Problem:
Three conducting concentric spherical shells of radius R, 2R and 3R having charges Q,-4Q and 6Q respectively. Find the magnitude of electric field at the point on the surface of 6Q charge.

Solution:

To find the magnitude of the electric field at the point on the surface of the 6Q charge, we can use Gauss's law. Gauss's law states that the electric flux through a closed surface is equal to the charge enclosed by the surface divided by the permittivity of the medium.

Step 1: Determine the electric field contributions from each shell

- The electric field due to a conducting shell is zero inside the shell.
- The electric field due to a conducting shell is the same as if all the charge of the shell is concentrated at the center of the shell.

Thus, the electric field at the surface of the 6Q charge is only contributed by the charge of the 6Q shell.

Step 2: Apply Gauss's law to find the electric field due to the 6Q shell

- Consider a Gaussian surface in the shape of a sphere centered at the center of the 6Q shell and with a radius of 3R.
- The charge enclosed by this Gaussian surface is 6Q.
- The electric flux through this Gaussian surface is given by Φ = E * A, where E is the electric field and A is the area of the Gaussian surface.
- Using Gauss's law, we have Φ = Qenc / ε₀, where Qenc is the charge enclosed by the Gaussian surface and ε₀ is the permittivity of free space.
- Equating the two expressions for electric flux, we get E * A = Qenc / ε₀.

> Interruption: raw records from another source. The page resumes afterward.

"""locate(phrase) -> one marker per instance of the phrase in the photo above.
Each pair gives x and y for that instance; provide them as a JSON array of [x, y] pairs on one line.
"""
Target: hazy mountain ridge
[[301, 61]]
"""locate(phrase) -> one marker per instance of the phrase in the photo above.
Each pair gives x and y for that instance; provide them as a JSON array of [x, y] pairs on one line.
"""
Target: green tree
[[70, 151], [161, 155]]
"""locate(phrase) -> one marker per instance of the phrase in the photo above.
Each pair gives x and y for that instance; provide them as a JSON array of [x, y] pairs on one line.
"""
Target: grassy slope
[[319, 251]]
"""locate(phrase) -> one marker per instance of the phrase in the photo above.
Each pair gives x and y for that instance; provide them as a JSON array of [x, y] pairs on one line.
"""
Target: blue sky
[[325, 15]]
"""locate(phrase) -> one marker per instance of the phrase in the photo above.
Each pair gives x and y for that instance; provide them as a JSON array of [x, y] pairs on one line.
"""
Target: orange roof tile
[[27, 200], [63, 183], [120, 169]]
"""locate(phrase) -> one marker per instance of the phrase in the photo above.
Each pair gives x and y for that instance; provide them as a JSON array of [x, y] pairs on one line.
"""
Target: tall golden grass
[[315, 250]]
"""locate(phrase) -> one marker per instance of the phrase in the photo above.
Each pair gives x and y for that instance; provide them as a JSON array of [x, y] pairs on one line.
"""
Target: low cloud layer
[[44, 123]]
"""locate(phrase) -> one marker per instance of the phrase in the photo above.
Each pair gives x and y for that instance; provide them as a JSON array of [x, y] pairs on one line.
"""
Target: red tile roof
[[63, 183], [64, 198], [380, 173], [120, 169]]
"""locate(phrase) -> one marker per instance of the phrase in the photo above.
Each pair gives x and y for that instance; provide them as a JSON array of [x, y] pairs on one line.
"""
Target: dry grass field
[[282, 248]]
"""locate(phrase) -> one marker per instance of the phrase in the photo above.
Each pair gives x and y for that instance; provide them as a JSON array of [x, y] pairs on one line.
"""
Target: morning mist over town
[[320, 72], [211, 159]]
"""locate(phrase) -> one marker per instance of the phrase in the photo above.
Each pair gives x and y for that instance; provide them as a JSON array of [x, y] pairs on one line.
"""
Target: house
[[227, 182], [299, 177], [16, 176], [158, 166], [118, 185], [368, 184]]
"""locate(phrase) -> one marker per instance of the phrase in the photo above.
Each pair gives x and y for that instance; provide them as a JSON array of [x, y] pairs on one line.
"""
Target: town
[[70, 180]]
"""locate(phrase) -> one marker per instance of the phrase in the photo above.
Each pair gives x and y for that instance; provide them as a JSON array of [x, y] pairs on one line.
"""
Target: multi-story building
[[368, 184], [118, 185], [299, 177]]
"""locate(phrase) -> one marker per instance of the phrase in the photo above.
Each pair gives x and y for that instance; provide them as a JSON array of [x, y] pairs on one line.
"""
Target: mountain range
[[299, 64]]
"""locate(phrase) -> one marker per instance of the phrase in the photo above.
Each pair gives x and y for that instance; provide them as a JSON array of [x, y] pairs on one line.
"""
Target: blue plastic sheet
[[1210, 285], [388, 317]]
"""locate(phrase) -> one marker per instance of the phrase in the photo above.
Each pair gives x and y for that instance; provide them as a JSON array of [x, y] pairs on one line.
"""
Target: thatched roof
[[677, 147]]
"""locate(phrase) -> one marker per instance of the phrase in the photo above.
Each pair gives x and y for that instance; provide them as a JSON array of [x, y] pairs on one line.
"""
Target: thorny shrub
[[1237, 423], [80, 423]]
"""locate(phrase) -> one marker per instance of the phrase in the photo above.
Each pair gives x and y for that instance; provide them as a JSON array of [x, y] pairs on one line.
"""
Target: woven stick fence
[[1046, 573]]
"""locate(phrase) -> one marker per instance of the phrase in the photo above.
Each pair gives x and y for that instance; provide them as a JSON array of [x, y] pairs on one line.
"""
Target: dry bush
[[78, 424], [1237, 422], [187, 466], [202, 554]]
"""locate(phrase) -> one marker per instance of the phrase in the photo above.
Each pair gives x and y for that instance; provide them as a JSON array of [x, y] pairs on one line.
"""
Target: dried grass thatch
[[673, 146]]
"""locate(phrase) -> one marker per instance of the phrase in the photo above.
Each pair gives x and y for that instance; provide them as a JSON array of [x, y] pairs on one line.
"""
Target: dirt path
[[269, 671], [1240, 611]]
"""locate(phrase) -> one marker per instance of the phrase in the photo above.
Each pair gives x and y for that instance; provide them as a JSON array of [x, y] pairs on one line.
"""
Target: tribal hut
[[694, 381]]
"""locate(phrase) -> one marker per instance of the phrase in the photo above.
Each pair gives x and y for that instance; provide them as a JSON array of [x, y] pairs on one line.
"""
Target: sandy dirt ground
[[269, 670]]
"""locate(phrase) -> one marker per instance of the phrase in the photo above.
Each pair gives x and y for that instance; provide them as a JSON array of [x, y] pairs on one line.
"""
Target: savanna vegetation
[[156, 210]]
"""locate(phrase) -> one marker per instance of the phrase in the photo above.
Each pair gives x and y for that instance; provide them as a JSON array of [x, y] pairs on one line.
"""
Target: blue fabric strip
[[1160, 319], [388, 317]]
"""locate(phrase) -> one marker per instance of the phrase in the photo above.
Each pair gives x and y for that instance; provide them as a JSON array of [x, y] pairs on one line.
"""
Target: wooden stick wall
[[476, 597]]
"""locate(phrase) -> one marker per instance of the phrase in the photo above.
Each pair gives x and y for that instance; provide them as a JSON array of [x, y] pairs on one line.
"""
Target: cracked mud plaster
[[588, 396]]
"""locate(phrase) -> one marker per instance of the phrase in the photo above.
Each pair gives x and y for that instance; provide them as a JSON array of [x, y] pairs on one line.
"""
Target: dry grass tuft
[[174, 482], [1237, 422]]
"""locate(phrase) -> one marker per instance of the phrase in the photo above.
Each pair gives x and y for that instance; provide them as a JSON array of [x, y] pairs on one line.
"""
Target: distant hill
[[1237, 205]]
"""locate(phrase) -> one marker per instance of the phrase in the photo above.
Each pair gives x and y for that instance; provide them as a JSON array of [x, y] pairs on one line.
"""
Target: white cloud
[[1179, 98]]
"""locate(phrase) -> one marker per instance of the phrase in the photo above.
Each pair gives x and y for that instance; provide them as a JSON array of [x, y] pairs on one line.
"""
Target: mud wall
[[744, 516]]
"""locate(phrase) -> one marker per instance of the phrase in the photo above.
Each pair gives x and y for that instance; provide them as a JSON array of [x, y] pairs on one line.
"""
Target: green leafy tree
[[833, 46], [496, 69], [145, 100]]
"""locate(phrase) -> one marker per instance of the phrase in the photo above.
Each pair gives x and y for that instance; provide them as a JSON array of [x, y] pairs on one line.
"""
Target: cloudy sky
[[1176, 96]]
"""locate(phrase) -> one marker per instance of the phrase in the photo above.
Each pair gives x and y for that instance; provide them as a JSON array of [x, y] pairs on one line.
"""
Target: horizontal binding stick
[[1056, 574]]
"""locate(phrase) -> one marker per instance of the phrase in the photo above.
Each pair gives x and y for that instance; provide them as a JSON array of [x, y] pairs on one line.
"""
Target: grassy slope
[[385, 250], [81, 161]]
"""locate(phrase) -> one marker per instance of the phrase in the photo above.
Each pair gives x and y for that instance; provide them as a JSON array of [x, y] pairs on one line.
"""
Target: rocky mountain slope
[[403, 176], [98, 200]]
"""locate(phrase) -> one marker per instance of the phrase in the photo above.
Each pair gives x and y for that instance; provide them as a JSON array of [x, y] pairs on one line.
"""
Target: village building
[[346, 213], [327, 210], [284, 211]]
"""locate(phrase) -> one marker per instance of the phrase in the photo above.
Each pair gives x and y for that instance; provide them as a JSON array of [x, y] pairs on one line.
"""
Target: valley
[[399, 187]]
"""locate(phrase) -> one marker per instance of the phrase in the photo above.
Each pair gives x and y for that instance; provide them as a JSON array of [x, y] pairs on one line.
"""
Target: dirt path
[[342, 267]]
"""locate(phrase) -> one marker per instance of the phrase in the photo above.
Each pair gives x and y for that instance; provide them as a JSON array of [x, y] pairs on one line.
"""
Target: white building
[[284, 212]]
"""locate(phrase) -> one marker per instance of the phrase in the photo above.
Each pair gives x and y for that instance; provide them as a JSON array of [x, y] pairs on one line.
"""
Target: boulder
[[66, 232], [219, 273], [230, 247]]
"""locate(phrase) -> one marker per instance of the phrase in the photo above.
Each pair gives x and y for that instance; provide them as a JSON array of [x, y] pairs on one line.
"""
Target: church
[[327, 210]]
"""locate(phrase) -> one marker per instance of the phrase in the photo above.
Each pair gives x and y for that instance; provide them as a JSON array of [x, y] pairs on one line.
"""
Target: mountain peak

Step 3: Calculate the electric field magnitude

- The area of the Gaussian surface is 4π(3R)^2 = 36πR^2.
- Plugging in the values, we have E * 36πR^2 = 6Q / ε₀.
- Solving for E, we get E = (6Q / ε₀) / (36πR^2) = Q / (6ε₀πR^2).

Therefore, the magnitude of the electric field at the point on the surface of the 6Q charge is Q / (6ε₀πR^2).

Conclusion:
The magnitude of the electric field at the point on the surface of the 6Q charge is Q / (6ε₀πR^2).